Positive Definiteness
Positive definiteness is a crucial property required for a mapping to be considered an inner product. This property ensures that the result of applying the inner product to a vector with itself is always non-negative.

In mathematical terms, for a vector \(\mathbf{v}\), it must hold that \(\langle \mathbf{v}, \mathbf{v} \rangle \geq 0\), with equality if and only if \(\mathbf{v} = \mathbf{0}\). For the exercise, the expression \(\langle \mathbf{v}, \mathbf{v} \rangle = 2v_1^2 + 2v_1v_2 + 2v_2^2\) demonstrates positive definiteness because it's a sum of squares, making it non-negative. It becomes zero only when both \(v_1\) and \(v_2\) are zero.
Conjugate Symmetry
Conjugate symmetry ensures that the inner product of two vectors \(\mathbf{v}\) and \(\mathbf{w}\) is equal to the inner product of \(\mathbf{w}\) and \(\mathbf{v}\). This symmetry is crucial for the inner product's consistency.

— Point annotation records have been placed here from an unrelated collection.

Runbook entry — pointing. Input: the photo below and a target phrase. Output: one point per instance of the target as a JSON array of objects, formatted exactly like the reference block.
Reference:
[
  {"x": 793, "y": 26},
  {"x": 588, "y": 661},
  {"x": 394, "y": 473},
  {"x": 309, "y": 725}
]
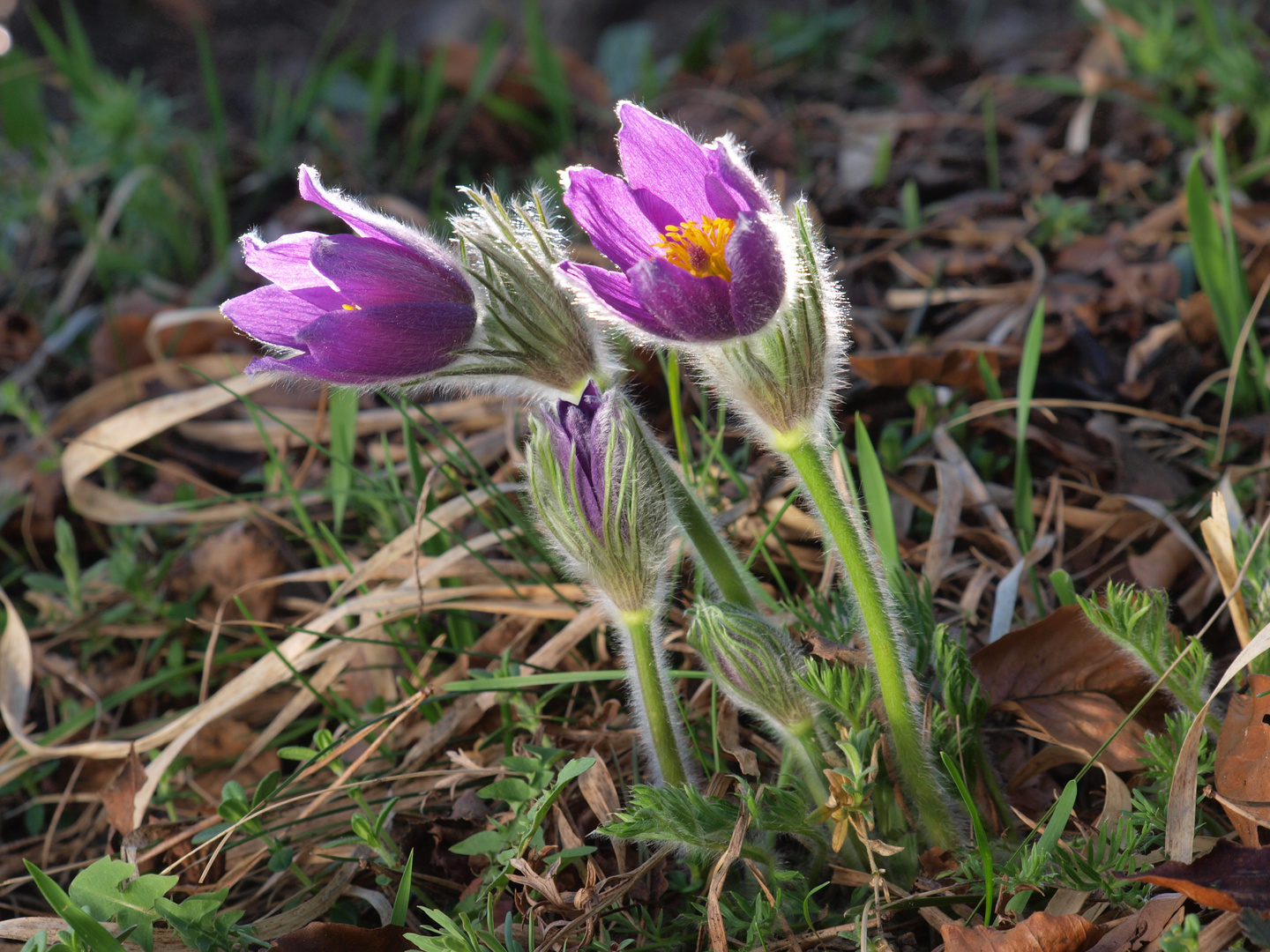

In this exercise, it can be shown that \(\langle \mathbf{v}, \mathbf{w} \rangle = 2v_1w_1 + v_1w_2 + v_2w_1 + 2v_2w_2 \) is equal to \(\langle \mathbf{w}, \mathbf{v} \rangle = 2w_1v_1 + w_1v_2 + w_2v_1 + 2w_2v_2 \). Since these expressions are identical, conjugate symmetry is satisfied. This property is often more straightforward in real vector spaces, as complex conjugation isn't required.
Linearity
Linearity is a critical aspect of inner products, especially regarding linearity in the first argument. This means that the inner product distributes over vector addition and is compatible with scalar multiplication.

For any vectors \(\mathbf{v}\), \(\mathbf{u}\), and \(\mathbf{w}\), and scalars \(a\) and \(b\), the linearity condition states \(\langle a\mathbf{v} + b\mathbf{u}, \mathbf{w} \rangle = a\langle \mathbf{v}, \mathbf{w} \rangle + b\langle \mathbf{u}, \mathbf{w} \rangle\). Using the given mapping, this property is validated through distribution and regrouping, showing it holds true. Thus, it confirms linearity in the first argument, which is essential for defining an inner product.